Suppose a placebo-controlled clinical trial is being conducted to test the efficacy of Drug X for lowering LDL-cholesterol (LDL-C) in patients with baseline levels between 130 and 180 mg/dL. The primary endpoint is change from baseline in fasting LDL-C levels after 12 weeks of treatment. Several patients in both treatment groups discontinue prior to completing the 12-week treatment period. An MMRM model with terms for treatment, visit, treatment-by-visit interaction and baseline covariates is fit using SAS PROC MIXED to analyze the primary endpoint. The treatment effect is found to be significant, so a tipping point analysis is performed to examine the robustness of the result to departures from the MAR assumption of the MMRM model.
The tipping point analysis is conducted as follows. Missing data for LDL-C at Week 12 and any of the prior visits are imputed under the assumption of MAR using SAS PROC MI. For each of the visits with imputed values, the imputed LDL-C values for Drug X are made worse by adding a delta defined as k times the treatment difference observed at that visit, where k is a shift parameter that is incremented to test a range of scenarios for the treatment effect to identify the point at which the primary analysis result becomes non-significant.

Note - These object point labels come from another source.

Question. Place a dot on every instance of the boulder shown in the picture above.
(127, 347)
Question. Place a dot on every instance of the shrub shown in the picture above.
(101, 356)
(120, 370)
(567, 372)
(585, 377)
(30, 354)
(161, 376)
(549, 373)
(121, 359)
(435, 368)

When k = 0%, this produces a scenario that is equivalent to the MAR assumption used in the primary analysis, and when k = 100%, this produces a scenario in which the effect of Drug X is essentially equivalent to that of placebo. Values of k > 100% indicate scenarios where the effect of Drug X is worse than that of placebo. For each value of k, 30 (or more) imputed datasets are generated using PROC MI. Each of the 30 complete datasets are then analyzed using the MMRM model, and the results are combined using PROC MIANALYZE.
Incrementing k, these calculations produce a p-value for the treatment effect corresponding to each value of k. The smallest value of k where the treatment effect is no longer significant is identified as the tipping point. Consideration is then given to how plausible the imputed values are for Drug X patients at the tipping point. For example, if the imputed LDL-C values for Drug X patients must be twice those of placebo patients before reaching the tipping point, they would not be considered likely values, and the primary analysis result under the MAR assumption would be supported.
Despite attempts to minimize the amount of missing data in clinical trials through proper study design and conduct, some missing data is inevitable. If not properly addressed in analysis, the impact of missing data can raise questions from regulatory agencies regarding the validity of the results, particularly in controlled trials when there is imbalance among the treatment groups in the amount or types of missing data. Commonly used methods in the industry today are MMRM and MI, both of which assume MAR data. As the MAR assumption cannot be verified, analyses are incomplete without the inclusion of sensitivity analyses, such as a tipping point analysis.